Ficou fã dos passarinhos fritos, um amor de toda a vida, tal como o seu Benfica.

A cozinheira (Fatucha) raramente mudava o óleo da frigideira e os jaquinzinhos perdiam a piada.

Lá estavam todos. No bairro eram conhecidos como “os seis da vida airada”. Quatro numa mesa no meio da tasca a jogar à sueca e um ao balcão a fazer companhia a Tempicos a trincar passarinhos fritos. O resto era a paisagem das pipas, por detrás do balcão, cujas torneiras ao abrir chiavam como se chorassem o carrascão a sair, era a zona da estrita responsabilidade de Elias.

Pelo meio das pipas um estreito corredor levava à cozinha e aos lavabos.

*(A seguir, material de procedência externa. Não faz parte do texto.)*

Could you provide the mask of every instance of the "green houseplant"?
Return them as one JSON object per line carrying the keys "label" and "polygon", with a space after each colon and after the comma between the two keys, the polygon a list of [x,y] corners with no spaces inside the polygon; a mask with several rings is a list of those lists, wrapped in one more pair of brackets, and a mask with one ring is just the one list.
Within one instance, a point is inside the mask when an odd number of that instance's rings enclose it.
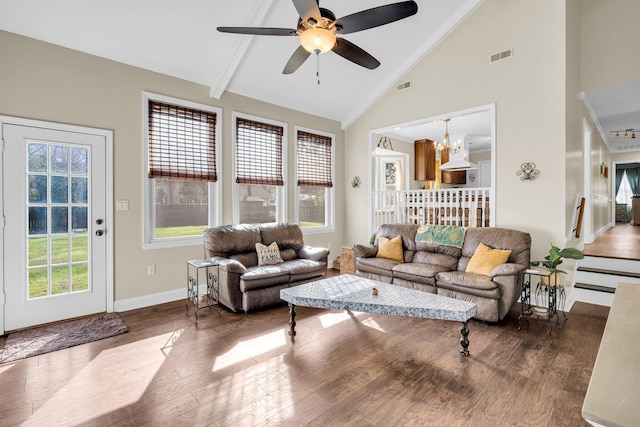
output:
{"label": "green houseplant", "polygon": [[[551,249],[549,249],[549,255],[544,257],[542,261],[531,261],[531,267],[543,266],[549,269],[551,273],[551,286],[556,286],[560,281],[560,273],[566,273],[566,271],[559,270],[558,265],[562,264],[563,259],[583,259],[584,254],[581,250],[576,248],[564,248],[560,249],[557,246],[551,245]],[[543,284],[546,285],[546,277],[542,277],[541,279]]]}

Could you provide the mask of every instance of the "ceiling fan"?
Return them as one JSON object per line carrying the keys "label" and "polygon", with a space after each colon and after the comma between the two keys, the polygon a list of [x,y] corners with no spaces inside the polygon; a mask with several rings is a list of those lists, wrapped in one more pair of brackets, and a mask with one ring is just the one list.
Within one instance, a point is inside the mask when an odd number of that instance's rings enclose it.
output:
{"label": "ceiling fan", "polygon": [[337,35],[355,33],[379,27],[415,15],[415,1],[403,1],[374,7],[336,19],[328,9],[319,7],[319,0],[293,0],[300,18],[297,29],[267,27],[218,27],[223,33],[261,36],[300,36],[300,46],[293,52],[283,74],[296,71],[312,53],[320,55],[333,51],[343,58],[373,70],[380,62],[350,41]]}

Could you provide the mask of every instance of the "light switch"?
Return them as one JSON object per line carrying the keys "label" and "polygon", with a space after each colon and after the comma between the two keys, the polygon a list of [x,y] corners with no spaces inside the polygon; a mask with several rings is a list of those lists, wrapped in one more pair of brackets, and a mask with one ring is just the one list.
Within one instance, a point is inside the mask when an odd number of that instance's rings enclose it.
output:
{"label": "light switch", "polygon": [[129,201],[128,200],[117,200],[116,201],[116,210],[117,211],[128,211],[129,210]]}

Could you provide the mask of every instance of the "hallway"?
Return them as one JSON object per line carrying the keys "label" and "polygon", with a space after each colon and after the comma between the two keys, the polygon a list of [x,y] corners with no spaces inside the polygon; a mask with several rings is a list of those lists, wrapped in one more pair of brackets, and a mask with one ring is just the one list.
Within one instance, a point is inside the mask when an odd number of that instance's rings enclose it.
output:
{"label": "hallway", "polygon": [[584,245],[585,256],[640,260],[640,226],[620,224],[609,228],[593,243]]}

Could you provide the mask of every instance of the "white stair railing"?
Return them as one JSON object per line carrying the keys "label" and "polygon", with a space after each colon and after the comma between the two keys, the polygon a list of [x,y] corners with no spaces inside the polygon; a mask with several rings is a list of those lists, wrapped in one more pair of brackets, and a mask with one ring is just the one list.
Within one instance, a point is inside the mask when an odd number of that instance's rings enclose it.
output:
{"label": "white stair railing", "polygon": [[373,229],[382,224],[488,227],[490,188],[373,192]]}

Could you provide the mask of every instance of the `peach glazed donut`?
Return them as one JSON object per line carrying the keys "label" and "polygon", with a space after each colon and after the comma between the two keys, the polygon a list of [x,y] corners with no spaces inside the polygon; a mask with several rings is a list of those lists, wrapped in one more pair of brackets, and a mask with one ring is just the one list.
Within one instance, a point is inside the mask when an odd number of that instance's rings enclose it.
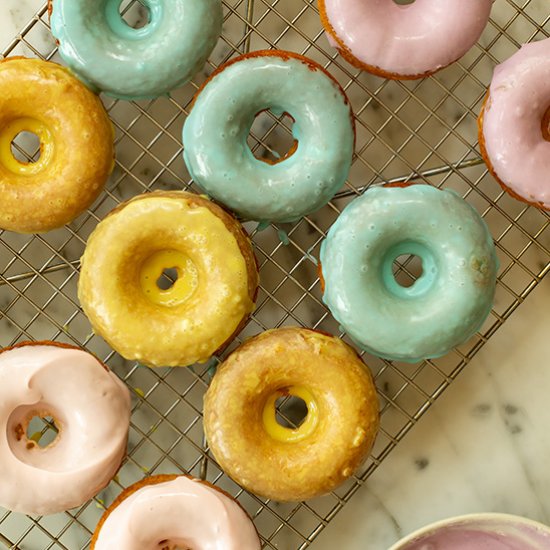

Em fundo uma ladainha vinha do televisor, apesar de a preto e branco mas já com o locutor a fazer o relato da bola, aos berros mas que ninguém ligava, pois o Benfica não jogava naquele dia.

A Fatucha andava num vaivém, a bandear as grossas coxas, e a levar pratinhos com jaquinzinhos enfiados em palitos e um ou outro apalpão às escondidas e que ela invariavelmente respondia com um “teja quieto!”.

A jogatina a certa altura parou para balanço dos resultados e foi aproveitado por um jogador para pôr a bexiga em ordem. A natureza inexorável.

Quando o anafado Zé regressava para a continuação da jogatina, aproxima-se da mesa do jogo e caiu na cadeira a queixar-se das costas. De facto, alguém, no entretanto dera-lhe uma bela facada nos rins. O seu parceiro de jogo ficou boquiaberto.

Tempicos, de costas para a cena, a trincar os passarinhos, empurrados por uns copos de três, não deu por nada. Nem o companheiro Quim – ambos a petiscar ao balcão - avançado centro do Penha-de-França que sofria de acentuada escoliose mas era o melhor marcador de golos de cabeça da equipa. Elias arrepanhou os poucos cabelos.

Tempicos naquela época andava a fazer o tirocínio para Inspetor da PJ e avocou o caso, já naquele tempo lhe atribuíam um olhar perspicaz.

Diziam-lhe as células cinzentas que a moça tinha um rapaz debaixo de olho e aos outros não passava “cartolina” e isso criava um ambiente de competição e ciúme no grupo. Começou a tomar as suas notas num caderninho de capa preta:

“– O espertalhão do Manel estava a fazer as contas do jogo e não viu nada. Aliás, tinha ganho a última vasa, mais o seu infortunado parceiro anafado:

– O pelintra do Tozé estava a ver o jogo de futebol na tv e… nada enxergou.

– O Zé só se queixava e queria ir para o hospital.

– O tacanho do Tó estava a olhar a rua e nada viu.

– O Elias estava a encher copos e não se apercebeu de nada.”

Tempicos, à socapa, revistou por todo o lado e conseguiu descobrir, escondido num bolso do avental da Fatucha, um papel com o seguinte texto:

“Espero-te às nove na esquina da mercearia.” – Pingarelho.

Passaram-se quase 50 anos e Tempicos voltou ao caderninho preto entretanto guardado. Recordou o caso e redesenhou a cena e os intérpretes e a pergunta mantinha-se:

– Quem tem mais hipóteses de ter esfaqueado o Peida Gadocha?

Desenhe a cena do crime e ponha em todos os actores os nomes e respectivas alcunhas.